Josh Duhamel is casually preparing a compound for the end of the world: 'It keeps my lizard brain active'

We know where we're going in the apocalypse.

Josh Duhamel: actor, philanthropist, and … doomsday prepper?

The answer, wildly enough, is yes. The Buddy Games: Spring Awakening star dished to Inverse about how he's been slowly developing a self-supported, remote compound that he believes could potentially survive the apocalypse should the world ever descend into fiery chaos.

"I've become a bit of a doomsday prepper, I guess," he told the outlet. "So I'm learning how to hunt. I have wells. We have water. We have fuel. I'm building something so if things do go south, I have a place to take my family. And I believe that we could live off the land out there. I'm not very good at it yet, but I'm getting there."

Earlier, Duhamel explained that his cabin quest all began with "with one little cabin in the woods with no electricity and no water" readily available to drink. "We would go and we didn't wanna stay for more than a day or two," he recalled. "You could tell the mice had overrun it. It was disgusting."

Josh Duhamel
Josh Duhamel. Momodu Mansaray/Getty Images

Things changed when the property next door went up for sale. "I bought it for like nothing; this beautiful little idyllic cabin on the water," he said. "Suddenly I had 54 acres out there. So I had two cabins, one with no electricity or water. They both have wells and electricity now, but they're both really small."

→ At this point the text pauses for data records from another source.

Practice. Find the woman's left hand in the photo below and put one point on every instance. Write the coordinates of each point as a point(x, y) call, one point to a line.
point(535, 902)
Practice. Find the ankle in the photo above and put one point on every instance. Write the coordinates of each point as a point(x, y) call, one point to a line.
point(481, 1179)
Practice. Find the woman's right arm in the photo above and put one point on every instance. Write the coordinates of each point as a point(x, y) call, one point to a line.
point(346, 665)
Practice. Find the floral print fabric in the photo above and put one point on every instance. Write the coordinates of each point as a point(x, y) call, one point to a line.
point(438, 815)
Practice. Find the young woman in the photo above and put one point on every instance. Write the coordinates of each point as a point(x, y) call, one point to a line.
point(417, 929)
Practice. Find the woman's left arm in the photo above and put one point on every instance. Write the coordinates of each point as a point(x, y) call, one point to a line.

These "small" lodgings are way more fancy than your typical old cabin. Duhamel noted that they're both equipped with Starlink internet, televisions, and "actual plumbing with actual flushing toilets." However, he added that he still keeps two outhouses on the property "just for nostalgic reasons."

He's similarly cultivated the land around the property and is in the process of growing crops. "We started with clover and chicory and stuff, mostly just to feed the deer," Duhamel said. "It was my first time ever tilling, you know, clearing a space of land and tilling it and seeding it. This year I'm gonna grow pumpkins and corn."

The chicory and clover is part of a long-running plan for Duhamel to be able to hunt deer should he and his family need to live off the land by any means necessary. He said, "I'm not a hunter by any means, but I have this crazy fixation on what happens if s--- hits the fan in LA and I have to take my family out there and live off the land."

Duhamel added, "It keeps my lizard brain active."

The Transformer actor said the idea for his compound all fell into place after learning about a community where people were only allowed to stay if they provided pivotal survival skills for the group. He also credited reading James Wesley Rawles' 2020 book Patriots: Surviving the Coming Collapse, which he said "freaked me out a little bit."

"I'm not saying I'm that crazy about it, but it is a comforting feeling knowing that I could survive out there," he said. "I'm working on those skills. I wouldn't call myself an expert or a survivalist by any means, but I'm getting better at it."

Judging by his tractor mastery and ax-throwing skills, not to mention this outrageously large stack of logs, it looks like Duhamel's off to a good start.